How To Practice Self-Care?

Take the Driver's Seat to Your Wellbeing
What is self-care?
Agnes Branny, a content creator and psychologist at 29k, says that people often reach a point in life when they have all the possible insights and tools. However, they're still not where they want to be. This made her curious about the barriers we face. One of them, she says, is that people often don't think it's that important to make time for self-care.

According to Agnes our understanding of self-care has expanded from physical to include mental health and emotional wellbeing in recent years. This correlates with the rise of stress-related burnout, which has been getting more attention as an increasingly widespread mental health issue. The World Health Organization defines self-care as "the ability of individuals, families, and communities to promote health, prevent disease, maintain health, and to cope with illness and disability with or without the support of a healthcare provider."
Investing in yourself trains your brain to see yourself as someone who matters.
Self-care isn't just about going to the spa, Agnes says. Although there's nothing wrong with pampering yourself as part of your self-care routine, Agnes thinks it's time to broaden our understanding of self-care to include all the things we can do for our wellbeing and see it as anc to showing up for ourselves.

Agnes' own self-care practice includes yoga, and because of her family life and limited time, she's not in a position to practice at a studio. So, right now, she practices for shorter amounts of time more often rather than attending one long class once a week. When her two children are at a pre-school, it's easy for her to practice at home, but on weekends they're usually climbing all over her back while in downward facing dog. But even if toys are being thrown around or the children start screaming or pressing on the keyboard in the middle of her YouTube yoga tutorial, she still sees that time as necessary. As a result, Agnes notices that when she follows through on her practice, it is easier to show up for herself again next time.

For Agnes , self-care is an ongoing proactive practice of investing time in yourself. It is all about taking the time to find the right activities that work for you and which will improve your overall wellbeing in the long-term. It's about putting "taking care of yourself" at the center, not when we're already burnt out. It's about trusting that showing up for yourself helps you show up more purposefully for your loved ones. The results may not be immediate, but even the smallest investments, when repeated, send a powerful message to yourself and your surroundings that you are valuable and worthy of this time.

"The messages we tell ourselves are so important. Unfortunately, we are more inclined to tell ourselves negative things, so self-care can sometimes feel counterintuitive. A fraction of "me-time" each day will charge up your wellbeing. The next day, the battery may not last, and I may have to do something new. Discipline is required, but it doesn't have to be perfect", says Agnes.
Self-care is important, but how do I find out what I need?
The first step, Agnes says, is to do a self-scan and ask yourself how you are feeling. Once you know that, you can start to think about how to meet your needs. Ask yourself, what can I do to feel better in this area?

It can be as simple as shifting your attitude. Becoming more mindful about the things we all need to do, such as sleeping, eating, and personal hygiene. Prioritize your eight hours of sleep. Or, each time you have a meal, instead of just seeing eating as a means to an end, you can take a moment to reflect on how you are nourishing your body with this very meal, thereby improving your wellbeing. Reflecting on how you wake up every morning. Can you replace checking your phone first with doing something kind to yourself, such as taking a moment of meditation, gratefulness, or making your favorite cup of tea? So, start small, check-in with yourself and what you need, choose one action, and repeat it often. Change things up if needed!

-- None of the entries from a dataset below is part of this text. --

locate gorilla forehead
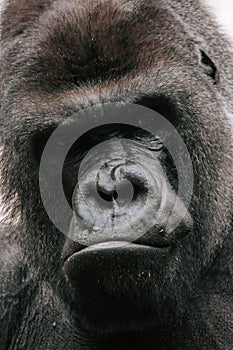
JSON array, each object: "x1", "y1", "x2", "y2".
[{"x1": 3, "y1": 0, "x2": 202, "y2": 91}]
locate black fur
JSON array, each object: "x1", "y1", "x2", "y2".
[{"x1": 0, "y1": 0, "x2": 233, "y2": 350}]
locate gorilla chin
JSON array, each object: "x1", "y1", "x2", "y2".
[{"x1": 64, "y1": 241, "x2": 173, "y2": 335}]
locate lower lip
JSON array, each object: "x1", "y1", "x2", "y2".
[{"x1": 68, "y1": 241, "x2": 170, "y2": 256}]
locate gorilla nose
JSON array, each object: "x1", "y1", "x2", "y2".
[
  {"x1": 96, "y1": 160, "x2": 147, "y2": 207},
  {"x1": 73, "y1": 159, "x2": 153, "y2": 235}
]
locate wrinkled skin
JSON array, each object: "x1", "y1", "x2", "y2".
[{"x1": 0, "y1": 0, "x2": 233, "y2": 350}]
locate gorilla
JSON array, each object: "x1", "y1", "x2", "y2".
[{"x1": 0, "y1": 0, "x2": 233, "y2": 350}]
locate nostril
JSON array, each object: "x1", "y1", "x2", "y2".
[{"x1": 97, "y1": 162, "x2": 148, "y2": 207}]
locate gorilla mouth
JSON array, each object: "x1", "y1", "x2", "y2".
[{"x1": 62, "y1": 234, "x2": 174, "y2": 263}]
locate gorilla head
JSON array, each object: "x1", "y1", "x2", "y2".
[{"x1": 0, "y1": 0, "x2": 233, "y2": 350}]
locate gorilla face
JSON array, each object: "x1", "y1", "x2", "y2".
[{"x1": 0, "y1": 0, "x2": 233, "y2": 350}]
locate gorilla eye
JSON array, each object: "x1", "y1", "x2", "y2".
[{"x1": 201, "y1": 50, "x2": 219, "y2": 85}]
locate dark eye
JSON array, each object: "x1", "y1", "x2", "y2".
[{"x1": 201, "y1": 50, "x2": 219, "y2": 85}]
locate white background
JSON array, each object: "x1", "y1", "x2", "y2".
[{"x1": 206, "y1": 0, "x2": 233, "y2": 38}]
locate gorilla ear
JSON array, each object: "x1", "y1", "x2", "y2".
[
  {"x1": 2, "y1": 0, "x2": 52, "y2": 40},
  {"x1": 201, "y1": 50, "x2": 219, "y2": 85}
]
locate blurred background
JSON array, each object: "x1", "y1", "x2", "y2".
[{"x1": 206, "y1": 0, "x2": 233, "y2": 39}]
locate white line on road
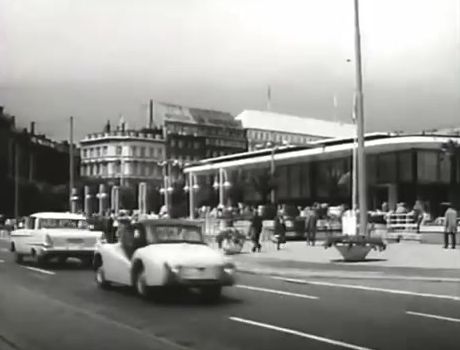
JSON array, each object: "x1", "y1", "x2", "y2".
[
  {"x1": 22, "y1": 266, "x2": 56, "y2": 275},
  {"x1": 229, "y1": 316, "x2": 371, "y2": 350},
  {"x1": 272, "y1": 277, "x2": 460, "y2": 301},
  {"x1": 406, "y1": 311, "x2": 460, "y2": 323},
  {"x1": 235, "y1": 284, "x2": 318, "y2": 299}
]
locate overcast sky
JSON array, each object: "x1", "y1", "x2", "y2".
[{"x1": 0, "y1": 0, "x2": 460, "y2": 139}]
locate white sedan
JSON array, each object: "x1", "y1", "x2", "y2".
[
  {"x1": 94, "y1": 219, "x2": 235, "y2": 299},
  {"x1": 10, "y1": 213, "x2": 104, "y2": 265}
]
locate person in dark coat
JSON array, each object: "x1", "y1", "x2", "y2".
[
  {"x1": 305, "y1": 207, "x2": 318, "y2": 246},
  {"x1": 250, "y1": 210, "x2": 263, "y2": 253},
  {"x1": 274, "y1": 215, "x2": 286, "y2": 250}
]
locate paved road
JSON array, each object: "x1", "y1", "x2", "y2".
[{"x1": 0, "y1": 242, "x2": 460, "y2": 350}]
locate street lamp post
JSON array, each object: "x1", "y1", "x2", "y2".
[
  {"x1": 354, "y1": 0, "x2": 368, "y2": 235},
  {"x1": 213, "y1": 168, "x2": 231, "y2": 208},
  {"x1": 184, "y1": 173, "x2": 199, "y2": 220}
]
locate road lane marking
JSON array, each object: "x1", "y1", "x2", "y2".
[
  {"x1": 273, "y1": 277, "x2": 460, "y2": 301},
  {"x1": 229, "y1": 316, "x2": 372, "y2": 350},
  {"x1": 406, "y1": 311, "x2": 460, "y2": 323},
  {"x1": 22, "y1": 266, "x2": 56, "y2": 275},
  {"x1": 235, "y1": 284, "x2": 319, "y2": 299}
]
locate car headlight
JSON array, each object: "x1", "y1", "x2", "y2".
[
  {"x1": 165, "y1": 263, "x2": 181, "y2": 275},
  {"x1": 224, "y1": 263, "x2": 235, "y2": 275},
  {"x1": 43, "y1": 235, "x2": 53, "y2": 248}
]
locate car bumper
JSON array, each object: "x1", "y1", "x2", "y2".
[
  {"x1": 39, "y1": 248, "x2": 95, "y2": 258},
  {"x1": 165, "y1": 271, "x2": 235, "y2": 287}
]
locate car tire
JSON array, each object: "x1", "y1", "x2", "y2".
[
  {"x1": 201, "y1": 286, "x2": 222, "y2": 302},
  {"x1": 14, "y1": 252, "x2": 24, "y2": 264},
  {"x1": 32, "y1": 253, "x2": 48, "y2": 267},
  {"x1": 134, "y1": 269, "x2": 151, "y2": 299},
  {"x1": 95, "y1": 265, "x2": 112, "y2": 290}
]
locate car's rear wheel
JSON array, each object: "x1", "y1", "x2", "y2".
[
  {"x1": 95, "y1": 265, "x2": 112, "y2": 289},
  {"x1": 32, "y1": 250, "x2": 48, "y2": 266},
  {"x1": 134, "y1": 269, "x2": 151, "y2": 299},
  {"x1": 201, "y1": 286, "x2": 222, "y2": 302},
  {"x1": 14, "y1": 252, "x2": 24, "y2": 264}
]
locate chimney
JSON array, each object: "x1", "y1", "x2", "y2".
[{"x1": 147, "y1": 100, "x2": 153, "y2": 129}]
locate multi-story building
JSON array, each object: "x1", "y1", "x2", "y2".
[
  {"x1": 149, "y1": 102, "x2": 246, "y2": 164},
  {"x1": 236, "y1": 110, "x2": 356, "y2": 151},
  {"x1": 80, "y1": 122, "x2": 166, "y2": 187},
  {"x1": 0, "y1": 106, "x2": 79, "y2": 216}
]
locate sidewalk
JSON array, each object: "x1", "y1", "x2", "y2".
[{"x1": 228, "y1": 241, "x2": 460, "y2": 283}]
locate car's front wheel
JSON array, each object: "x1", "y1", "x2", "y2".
[
  {"x1": 134, "y1": 269, "x2": 151, "y2": 299},
  {"x1": 14, "y1": 252, "x2": 24, "y2": 264},
  {"x1": 96, "y1": 265, "x2": 112, "y2": 289},
  {"x1": 201, "y1": 286, "x2": 222, "y2": 302}
]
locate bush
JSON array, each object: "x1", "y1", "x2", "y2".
[{"x1": 324, "y1": 235, "x2": 386, "y2": 251}]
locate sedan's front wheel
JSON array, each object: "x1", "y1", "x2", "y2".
[
  {"x1": 134, "y1": 270, "x2": 151, "y2": 299},
  {"x1": 96, "y1": 266, "x2": 111, "y2": 289}
]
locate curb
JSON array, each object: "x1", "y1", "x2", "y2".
[{"x1": 236, "y1": 265, "x2": 460, "y2": 283}]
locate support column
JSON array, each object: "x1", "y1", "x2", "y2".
[
  {"x1": 83, "y1": 186, "x2": 92, "y2": 216},
  {"x1": 219, "y1": 169, "x2": 224, "y2": 207}
]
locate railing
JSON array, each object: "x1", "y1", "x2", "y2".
[{"x1": 387, "y1": 213, "x2": 417, "y2": 232}]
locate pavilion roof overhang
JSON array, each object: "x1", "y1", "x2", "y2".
[{"x1": 184, "y1": 135, "x2": 460, "y2": 175}]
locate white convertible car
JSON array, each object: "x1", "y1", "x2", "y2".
[
  {"x1": 10, "y1": 213, "x2": 104, "y2": 265},
  {"x1": 94, "y1": 219, "x2": 235, "y2": 299}
]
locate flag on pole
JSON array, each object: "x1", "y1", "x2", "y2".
[
  {"x1": 267, "y1": 85, "x2": 272, "y2": 111},
  {"x1": 351, "y1": 94, "x2": 357, "y2": 123}
]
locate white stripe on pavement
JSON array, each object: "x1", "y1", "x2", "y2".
[
  {"x1": 272, "y1": 277, "x2": 460, "y2": 301},
  {"x1": 235, "y1": 284, "x2": 318, "y2": 299},
  {"x1": 406, "y1": 311, "x2": 460, "y2": 323},
  {"x1": 229, "y1": 316, "x2": 371, "y2": 350},
  {"x1": 22, "y1": 266, "x2": 56, "y2": 275}
]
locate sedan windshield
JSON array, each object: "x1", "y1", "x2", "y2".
[
  {"x1": 39, "y1": 219, "x2": 88, "y2": 230},
  {"x1": 145, "y1": 225, "x2": 203, "y2": 244}
]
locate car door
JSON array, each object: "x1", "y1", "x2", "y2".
[
  {"x1": 102, "y1": 243, "x2": 131, "y2": 285},
  {"x1": 11, "y1": 217, "x2": 36, "y2": 254}
]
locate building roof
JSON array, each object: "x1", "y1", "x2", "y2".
[
  {"x1": 236, "y1": 110, "x2": 356, "y2": 138},
  {"x1": 153, "y1": 102, "x2": 241, "y2": 128},
  {"x1": 31, "y1": 212, "x2": 85, "y2": 220},
  {"x1": 184, "y1": 133, "x2": 460, "y2": 174}
]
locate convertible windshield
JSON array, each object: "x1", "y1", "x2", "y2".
[
  {"x1": 146, "y1": 225, "x2": 203, "y2": 244},
  {"x1": 39, "y1": 219, "x2": 88, "y2": 230}
]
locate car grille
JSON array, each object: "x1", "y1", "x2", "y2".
[{"x1": 180, "y1": 267, "x2": 219, "y2": 280}]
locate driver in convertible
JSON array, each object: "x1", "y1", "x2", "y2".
[{"x1": 119, "y1": 225, "x2": 147, "y2": 259}]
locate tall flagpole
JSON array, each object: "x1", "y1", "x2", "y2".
[
  {"x1": 69, "y1": 117, "x2": 75, "y2": 211},
  {"x1": 354, "y1": 0, "x2": 368, "y2": 235}
]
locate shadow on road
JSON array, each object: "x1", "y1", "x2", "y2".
[
  {"x1": 107, "y1": 286, "x2": 243, "y2": 308},
  {"x1": 331, "y1": 259, "x2": 388, "y2": 264}
]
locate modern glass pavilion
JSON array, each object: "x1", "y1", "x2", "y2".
[{"x1": 185, "y1": 133, "x2": 460, "y2": 215}]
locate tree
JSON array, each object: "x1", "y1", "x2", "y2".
[{"x1": 441, "y1": 140, "x2": 460, "y2": 208}]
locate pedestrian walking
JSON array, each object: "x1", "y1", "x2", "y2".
[
  {"x1": 249, "y1": 210, "x2": 263, "y2": 253},
  {"x1": 305, "y1": 207, "x2": 318, "y2": 246},
  {"x1": 274, "y1": 215, "x2": 286, "y2": 250},
  {"x1": 444, "y1": 203, "x2": 457, "y2": 249}
]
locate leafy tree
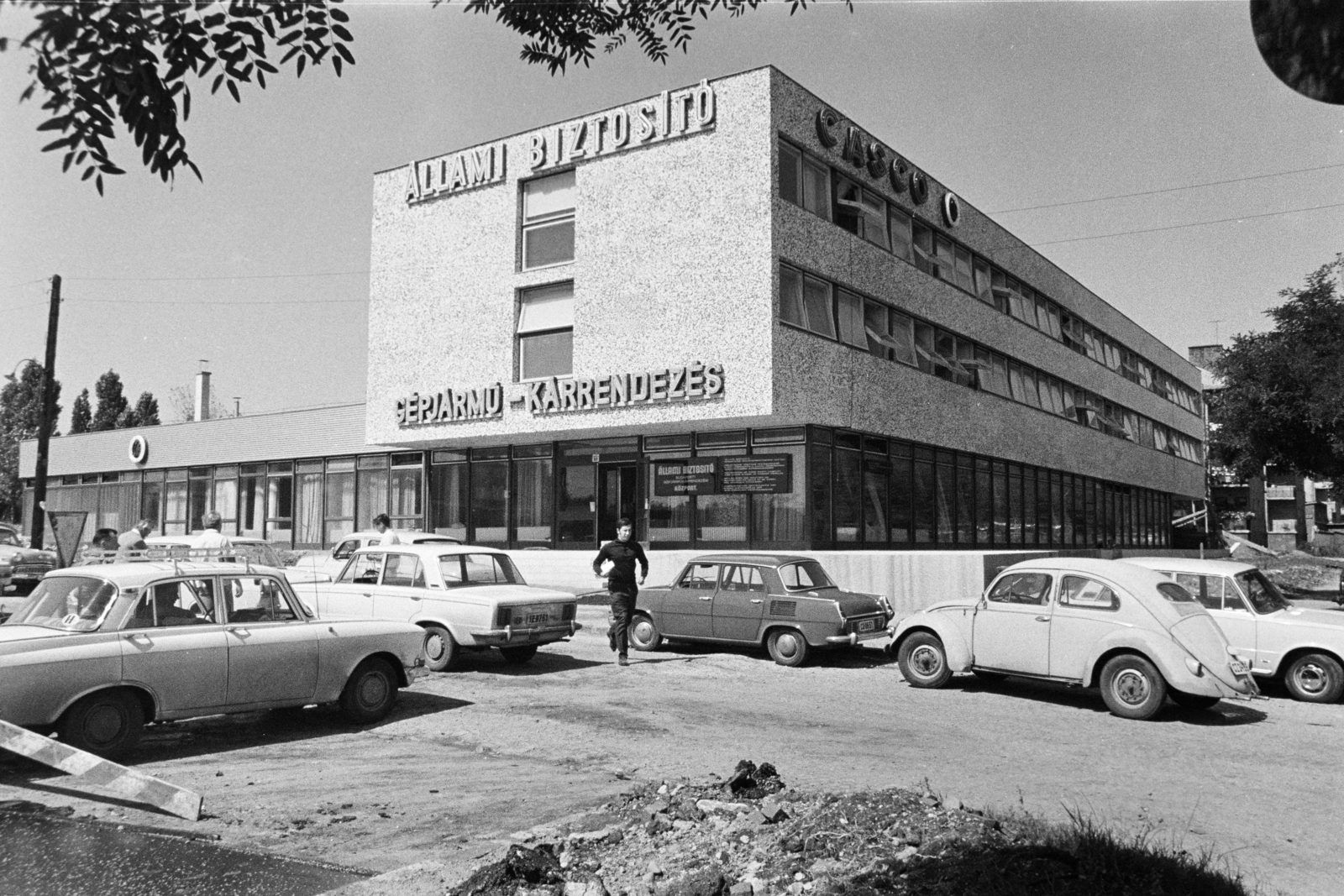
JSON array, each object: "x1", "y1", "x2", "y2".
[
  {"x1": 0, "y1": 363, "x2": 60, "y2": 520},
  {"x1": 70, "y1": 390, "x2": 92, "y2": 435},
  {"x1": 0, "y1": 0, "x2": 853, "y2": 195},
  {"x1": 132, "y1": 392, "x2": 159, "y2": 426},
  {"x1": 89, "y1": 371, "x2": 128, "y2": 432},
  {"x1": 1210, "y1": 253, "x2": 1344, "y2": 485}
]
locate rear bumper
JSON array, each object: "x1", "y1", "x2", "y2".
[{"x1": 472, "y1": 619, "x2": 583, "y2": 646}]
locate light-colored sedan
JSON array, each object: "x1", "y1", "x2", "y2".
[
  {"x1": 1125, "y1": 558, "x2": 1344, "y2": 703},
  {"x1": 889, "y1": 558, "x2": 1255, "y2": 719},
  {"x1": 294, "y1": 542, "x2": 583, "y2": 672},
  {"x1": 0, "y1": 560, "x2": 423, "y2": 757}
]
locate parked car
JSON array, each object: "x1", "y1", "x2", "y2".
[
  {"x1": 294, "y1": 540, "x2": 583, "y2": 672},
  {"x1": 630, "y1": 553, "x2": 894, "y2": 666},
  {"x1": 0, "y1": 560, "x2": 423, "y2": 757},
  {"x1": 1125, "y1": 558, "x2": 1344, "y2": 703},
  {"x1": 0, "y1": 525, "x2": 56, "y2": 591},
  {"x1": 890, "y1": 558, "x2": 1257, "y2": 719},
  {"x1": 291, "y1": 529, "x2": 461, "y2": 582}
]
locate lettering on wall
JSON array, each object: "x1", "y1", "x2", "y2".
[
  {"x1": 396, "y1": 383, "x2": 504, "y2": 427},
  {"x1": 522, "y1": 361, "x2": 723, "y2": 415},
  {"x1": 406, "y1": 141, "x2": 506, "y2": 206},
  {"x1": 524, "y1": 81, "x2": 717, "y2": 172}
]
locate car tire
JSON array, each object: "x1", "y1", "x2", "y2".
[
  {"x1": 625, "y1": 612, "x2": 663, "y2": 652},
  {"x1": 1284, "y1": 652, "x2": 1344, "y2": 703},
  {"x1": 1100, "y1": 652, "x2": 1167, "y2": 720},
  {"x1": 340, "y1": 657, "x2": 396, "y2": 726},
  {"x1": 1167, "y1": 688, "x2": 1221, "y2": 710},
  {"x1": 896, "y1": 631, "x2": 952, "y2": 688},
  {"x1": 764, "y1": 629, "x2": 808, "y2": 668},
  {"x1": 500, "y1": 643, "x2": 536, "y2": 666},
  {"x1": 423, "y1": 626, "x2": 457, "y2": 672},
  {"x1": 56, "y1": 690, "x2": 145, "y2": 759}
]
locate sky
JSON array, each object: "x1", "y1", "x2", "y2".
[{"x1": 0, "y1": 0, "x2": 1344, "y2": 428}]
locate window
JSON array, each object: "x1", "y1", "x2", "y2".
[
  {"x1": 383, "y1": 553, "x2": 425, "y2": 589},
  {"x1": 985, "y1": 572, "x2": 1050, "y2": 605},
  {"x1": 522, "y1": 170, "x2": 575, "y2": 270},
  {"x1": 1059, "y1": 575, "x2": 1120, "y2": 610},
  {"x1": 517, "y1": 282, "x2": 574, "y2": 380},
  {"x1": 223, "y1": 576, "x2": 302, "y2": 622}
]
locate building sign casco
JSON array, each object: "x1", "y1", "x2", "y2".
[{"x1": 406, "y1": 81, "x2": 717, "y2": 206}]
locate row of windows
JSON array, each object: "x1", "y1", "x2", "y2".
[
  {"x1": 780, "y1": 265, "x2": 1203, "y2": 464},
  {"x1": 780, "y1": 141, "x2": 1203, "y2": 414}
]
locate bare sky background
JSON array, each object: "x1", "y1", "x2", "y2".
[{"x1": 0, "y1": 0, "x2": 1344, "y2": 428}]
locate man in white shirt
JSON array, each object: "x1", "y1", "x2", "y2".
[
  {"x1": 191, "y1": 511, "x2": 234, "y2": 551},
  {"x1": 374, "y1": 513, "x2": 402, "y2": 545}
]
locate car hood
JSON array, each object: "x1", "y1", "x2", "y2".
[{"x1": 1169, "y1": 612, "x2": 1254, "y2": 693}]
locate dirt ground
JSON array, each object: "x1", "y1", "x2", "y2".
[{"x1": 0, "y1": 605, "x2": 1344, "y2": 896}]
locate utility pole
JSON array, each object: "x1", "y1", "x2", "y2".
[{"x1": 29, "y1": 274, "x2": 60, "y2": 551}]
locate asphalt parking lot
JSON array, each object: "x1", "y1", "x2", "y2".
[{"x1": 0, "y1": 607, "x2": 1344, "y2": 896}]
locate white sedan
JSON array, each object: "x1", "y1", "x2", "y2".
[
  {"x1": 1125, "y1": 558, "x2": 1344, "y2": 703},
  {"x1": 889, "y1": 558, "x2": 1255, "y2": 719},
  {"x1": 291, "y1": 542, "x2": 583, "y2": 672}
]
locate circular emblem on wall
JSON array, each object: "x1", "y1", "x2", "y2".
[
  {"x1": 126, "y1": 435, "x2": 150, "y2": 464},
  {"x1": 910, "y1": 170, "x2": 929, "y2": 206},
  {"x1": 942, "y1": 192, "x2": 961, "y2": 227}
]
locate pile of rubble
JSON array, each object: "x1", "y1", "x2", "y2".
[{"x1": 452, "y1": 760, "x2": 1026, "y2": 896}]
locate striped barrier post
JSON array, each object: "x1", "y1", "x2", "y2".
[{"x1": 0, "y1": 721, "x2": 202, "y2": 820}]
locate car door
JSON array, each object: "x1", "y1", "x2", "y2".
[
  {"x1": 220, "y1": 574, "x2": 318, "y2": 705},
  {"x1": 972, "y1": 572, "x2": 1053, "y2": 676},
  {"x1": 121, "y1": 576, "x2": 228, "y2": 713},
  {"x1": 710, "y1": 564, "x2": 764, "y2": 641},
  {"x1": 661, "y1": 563, "x2": 719, "y2": 638},
  {"x1": 318, "y1": 551, "x2": 386, "y2": 619},
  {"x1": 374, "y1": 551, "x2": 426, "y2": 621},
  {"x1": 1050, "y1": 575, "x2": 1124, "y2": 679}
]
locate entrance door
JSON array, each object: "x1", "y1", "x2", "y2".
[{"x1": 596, "y1": 464, "x2": 640, "y2": 542}]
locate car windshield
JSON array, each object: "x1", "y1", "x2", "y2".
[
  {"x1": 5, "y1": 575, "x2": 117, "y2": 631},
  {"x1": 1236, "y1": 569, "x2": 1293, "y2": 616},
  {"x1": 780, "y1": 560, "x2": 835, "y2": 591}
]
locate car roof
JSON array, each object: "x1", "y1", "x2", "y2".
[
  {"x1": 690, "y1": 552, "x2": 816, "y2": 567},
  {"x1": 1125, "y1": 558, "x2": 1255, "y2": 575}
]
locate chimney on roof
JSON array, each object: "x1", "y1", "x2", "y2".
[
  {"x1": 1189, "y1": 345, "x2": 1223, "y2": 372},
  {"x1": 193, "y1": 371, "x2": 210, "y2": 421}
]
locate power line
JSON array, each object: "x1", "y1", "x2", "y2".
[
  {"x1": 985, "y1": 163, "x2": 1344, "y2": 215},
  {"x1": 1026, "y1": 203, "x2": 1344, "y2": 249}
]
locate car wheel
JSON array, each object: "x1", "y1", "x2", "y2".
[
  {"x1": 56, "y1": 690, "x2": 145, "y2": 757},
  {"x1": 1168, "y1": 688, "x2": 1221, "y2": 710},
  {"x1": 340, "y1": 657, "x2": 396, "y2": 726},
  {"x1": 425, "y1": 626, "x2": 457, "y2": 672},
  {"x1": 764, "y1": 629, "x2": 808, "y2": 666},
  {"x1": 1100, "y1": 652, "x2": 1167, "y2": 719},
  {"x1": 896, "y1": 631, "x2": 952, "y2": 688},
  {"x1": 625, "y1": 612, "x2": 663, "y2": 650},
  {"x1": 500, "y1": 643, "x2": 536, "y2": 666},
  {"x1": 1284, "y1": 652, "x2": 1344, "y2": 703}
]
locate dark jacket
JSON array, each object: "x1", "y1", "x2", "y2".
[{"x1": 593, "y1": 538, "x2": 649, "y2": 595}]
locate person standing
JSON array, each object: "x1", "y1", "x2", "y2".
[
  {"x1": 191, "y1": 511, "x2": 234, "y2": 551},
  {"x1": 374, "y1": 513, "x2": 402, "y2": 545},
  {"x1": 593, "y1": 516, "x2": 649, "y2": 666}
]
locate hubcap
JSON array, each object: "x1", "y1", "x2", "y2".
[
  {"x1": 910, "y1": 645, "x2": 942, "y2": 679},
  {"x1": 1294, "y1": 663, "x2": 1331, "y2": 694},
  {"x1": 1113, "y1": 669, "x2": 1152, "y2": 706}
]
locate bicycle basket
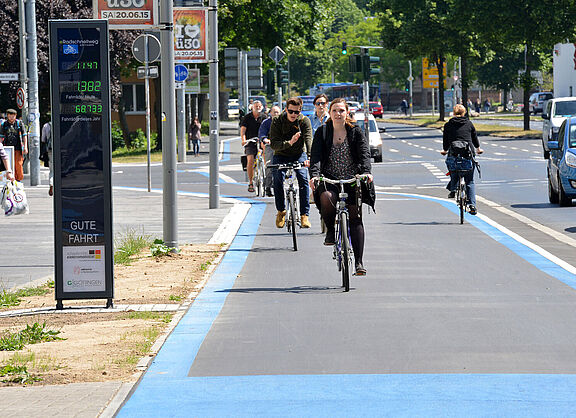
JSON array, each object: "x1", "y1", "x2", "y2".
[{"x1": 446, "y1": 157, "x2": 473, "y2": 171}]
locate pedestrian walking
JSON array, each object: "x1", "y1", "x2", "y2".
[{"x1": 0, "y1": 109, "x2": 28, "y2": 181}]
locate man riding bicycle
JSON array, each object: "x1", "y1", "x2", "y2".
[
  {"x1": 440, "y1": 104, "x2": 484, "y2": 215},
  {"x1": 269, "y1": 97, "x2": 312, "y2": 228}
]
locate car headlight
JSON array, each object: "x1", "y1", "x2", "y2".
[{"x1": 564, "y1": 152, "x2": 576, "y2": 168}]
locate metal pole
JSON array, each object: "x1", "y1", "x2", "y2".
[
  {"x1": 176, "y1": 88, "x2": 186, "y2": 163},
  {"x1": 26, "y1": 0, "x2": 40, "y2": 186},
  {"x1": 408, "y1": 60, "x2": 414, "y2": 117},
  {"x1": 208, "y1": 0, "x2": 219, "y2": 209},
  {"x1": 160, "y1": 0, "x2": 178, "y2": 248},
  {"x1": 144, "y1": 36, "x2": 152, "y2": 192}
]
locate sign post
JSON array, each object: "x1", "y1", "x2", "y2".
[{"x1": 49, "y1": 20, "x2": 114, "y2": 309}]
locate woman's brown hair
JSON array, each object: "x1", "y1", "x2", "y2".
[{"x1": 326, "y1": 97, "x2": 356, "y2": 127}]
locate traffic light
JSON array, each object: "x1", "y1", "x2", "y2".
[
  {"x1": 276, "y1": 65, "x2": 288, "y2": 87},
  {"x1": 348, "y1": 54, "x2": 362, "y2": 73},
  {"x1": 362, "y1": 55, "x2": 380, "y2": 80},
  {"x1": 266, "y1": 69, "x2": 274, "y2": 96}
]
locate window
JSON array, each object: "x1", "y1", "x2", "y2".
[{"x1": 122, "y1": 84, "x2": 146, "y2": 113}]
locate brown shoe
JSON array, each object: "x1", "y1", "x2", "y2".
[{"x1": 276, "y1": 210, "x2": 286, "y2": 228}]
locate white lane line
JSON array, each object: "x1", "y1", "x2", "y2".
[
  {"x1": 476, "y1": 195, "x2": 576, "y2": 248},
  {"x1": 376, "y1": 186, "x2": 576, "y2": 274}
]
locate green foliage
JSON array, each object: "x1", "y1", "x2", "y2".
[
  {"x1": 0, "y1": 322, "x2": 64, "y2": 351},
  {"x1": 0, "y1": 364, "x2": 42, "y2": 385},
  {"x1": 150, "y1": 239, "x2": 176, "y2": 257},
  {"x1": 114, "y1": 229, "x2": 150, "y2": 265}
]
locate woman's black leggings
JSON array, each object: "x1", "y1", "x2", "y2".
[{"x1": 320, "y1": 190, "x2": 364, "y2": 263}]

"You don't have to become a health junkie or wait for the perfect conditions to practise self-care," Agnes says, "Even when you're pressed for time, or injured and can't go running, you can always do something for yourself."
Agnes' tips for self-care
Think about what actions make you feel better.
These may range from activities that take five minutes to several days. Create a shortlist of things and carry it with you day. When you sense a need to improve your wellbeing in this area, your list allows you to quickly opt into something that is feasible in this moment. Even though you may not be able to go for a three-day hike, you can always make an investment in yourself in smaller ways.
Work on taking an active role in your wellbeing.
Know that you are more than a passenger, you're an active driver of your mental, emotional and physical well-being. While spending time on self-care will not prevent you from coming across difficult periods in your life, you will be better prepared to manage them.
Your small actions matter.
Even if you just take one minute to take ten mindful breaths counts. From a neuropsychology point of view, you are training your brain to tell yourself that you are worthy of this time.
About Agnes Branny
Agnes has worked as a private life coach and project manager for many years in both Scotland and Sweden. She has a master's in the psychology of individual differences and is a certified counsellor.